Ему не нравилась ее новая манера всматриваться ему в глаза: слишком уж пытливо… Отведя взгляд, она принялась вытаскивать цветы из керамической вазы.
— Ужин мы и в самом деле устраивали в пятницу, Анатолий Павлович, — произнесла она неловко. — И Нина принесла свои извинения. Сказала, что… Наверное, я вам не должна передавать, тут какое-то недоразумение, но раз уж так получилось… в общем, она сказала, что вы сильно переутомились и нуждаетесь в отдыхе.
Дальше первого предложения он ее уже не слушал.
— Как же ужин мог быть в пятницу, — по инерции он еще улыбался, но уже ощущал странную, замирающую пустоту где-то в животе, — если пятница — сегодня?
— Нет, Анатолий Павлович, пятница была вчера, — сказала Людмила Бурыкина, вновь испытующе вглядываясь в его лицо. — А сегодня у нас суббота… Но это неважно, раз уж вы зашли, давайте забудем о неприятном, и я вам предложу рюмочку чего-нибудь горячительного, договорились? И в самом деле, в хрустальной вазочке лучше смотрится, правда? Вы что предпочитаете, виски или коньячок?
Он продолжал смотреть на нее без всякого понимания.

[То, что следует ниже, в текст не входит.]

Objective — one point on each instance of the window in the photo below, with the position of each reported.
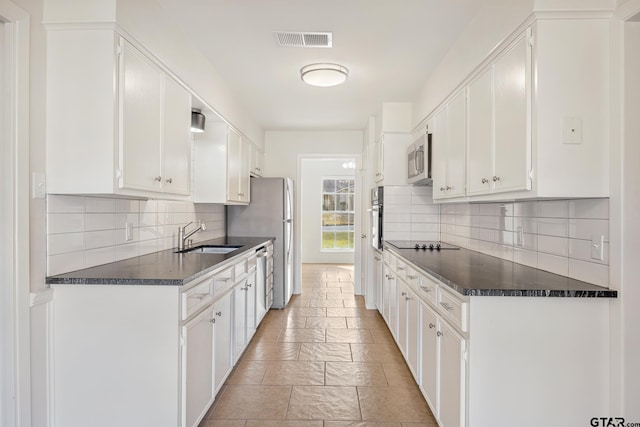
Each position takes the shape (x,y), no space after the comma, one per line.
(337,214)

— Но этого не может быть, — пробормотал он после паузы. — Потому что вчера я отвозил материал в редакцию, и тогда был четверг, я точно помню, мне нужно было уложиться в срок, и Пуговичкин сказал, что времени остается до обеда субботы, то есть до послезавтра, и потом…
— Или, может быть, чайку? — заботливо спросила она, положив ладонь ему на рукав.
На мгновение он задержал на ней слепой взгляд — и вдруг почувствовал, как его обуревает паника и, одновременно с ней, отчаянное желание проверить календарь, провести полный учет провалам в памяти, испытать на прочность свою связь с действительностью… И просьба принести календарь едва не сорвалась у него с языка, когда ему пришло в голову, что, возможно, эта женщина всего лишь затеяла какой-то чудовищный розыгрыш, а ее муж, Михаил, вполне мог оказаться тем самым влиятельным покровителем, который протолкнул в журнал статью о Шагале, — ведь кто-то упоминал, что указание поступило с самого верху, из министерства, не так ли? Он вообразил, как этот змей Далевич, затаившись в темной глубине притихшей бурыкинской квартиры, злорадно дирижирует его унижением, и воздух начал врываться ему в легкие болезненными рывками.